= PSL–PVL merger =

Proposed merger between the Premier Volleyball League and Philippine Super Liga

The PSL–PVL merger was the proposed merger of the Philippines' top-flight women's volleyball leagues at the time, the Philippine Super Liga (PSL) and the Premier Volleyball League (PVL). The scheduling of both leagues has hampered the program of the Philippines national team and a merger of the two leagues was proposed to remedy the issue.

Two methods were proposed: a unified or adjusted calendar to minimize scheduling conflicts between both leagues or merging the two leagues together. A tournament between the top teams from both leagues was also planned named the Unity Cup but never came to fruition.

While the merger never went through, six PSL teams transferred to the PVL ahead of the latter's 2021 season.

==Background==
In 2019, the two top-flight women's volleyball leagues in the Philippines were the Philippine Super Liga (PSL) and the Premier Volleyball League (PVL). Scheduling of both leagues, accounting for both match days and training, has often clashed with each other causing player availability issues for the Philippine national team. An example of the two league affecting the national team program was in the 2019 Southeast Asian Games where the women's national team did not medal while the men's national team clinched a silver medal finish. The men's national team does not experience scheduling conflicts as the women's.

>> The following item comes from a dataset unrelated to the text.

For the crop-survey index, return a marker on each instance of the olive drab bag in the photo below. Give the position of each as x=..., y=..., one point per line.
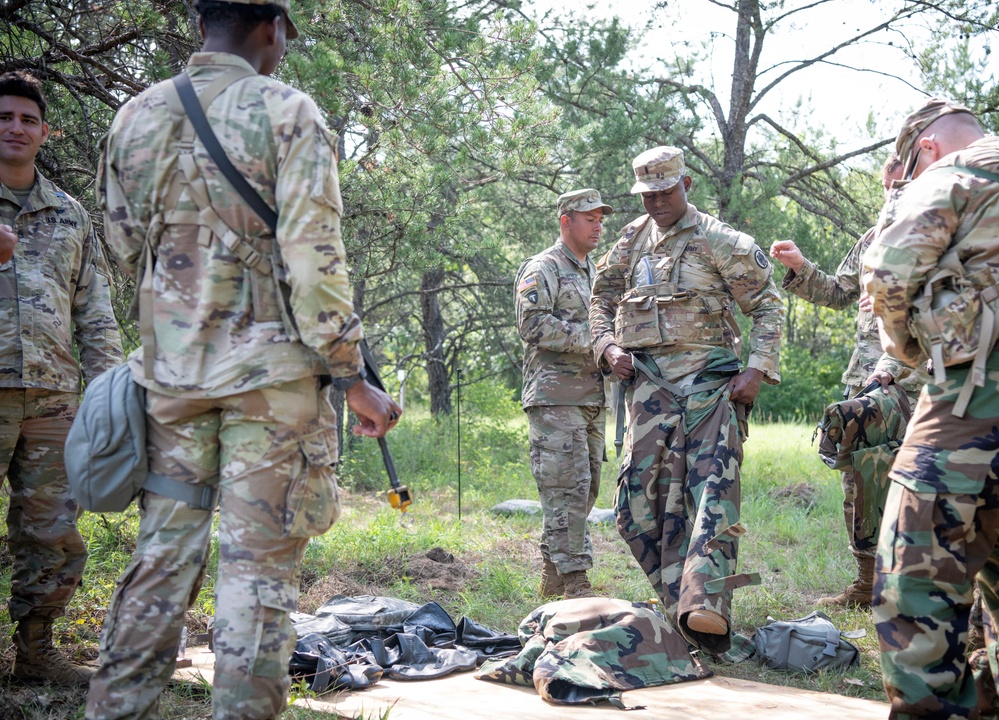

The two leagues agreed in principle to initiate a merger of the two leagues as September 2019. However formal talks were suspended due to the COVID-19 pandemic.

There are at least two proposed methods on how a merger would be implemented. One is for the two leagues to come up with a "unified calendar", or a synchronized scheduling which would make all players competing in the two leagues available for the Philippine national league within a certain time window. This could be a prelude to an outright merger of the PSL and PVL into one unified league.

===Unity Cup===
As a lead up to a potential merger, the PSL and PVL plan to organize a tournament featuring sides from both leagues called the Unity Cup. Planning of the tournament started as early as December 2019. Planning for the tournament was stalled due to the Luzon enhanced community quarantine imposed in March 2020 due to the COVID-19 pandemic. Being discussed is the number of teams to participate. The PSL proposes a 16-team tournament with eight teams each from the two leagues participating while the PVL proposed a smaller 8-team tournament. Negotiations on the Unity Cup went into an impasse over disagreements on the proposed cup's number of teams. Additionally, the PVL's transition to a professional league and the elimination of a semi-professional classification also played a role in the cup, and later the merger as whole, falling through.

===Aftermath===
While the PSL and PVL did not merge, five of the PSL's teams moved to the PVL ahead of the 2021 Premier Volleyball League Open Conference. Those teams were the Chery Tiggo Crossovers, Cignal HD Spikers, F2 Logistics Cargo Movers, PLDT Home Fibr Power Hitters, and Sta. Lucia Lady Realtors. F2 Logistics opted out of the 2021 Open Conference and instead joined in the 2022 Open Conference. A sixth team, the Foton Tornadoes, Chery Tiggo's predecessor, later joined the 2023 Invitational Conference but departed afterwards.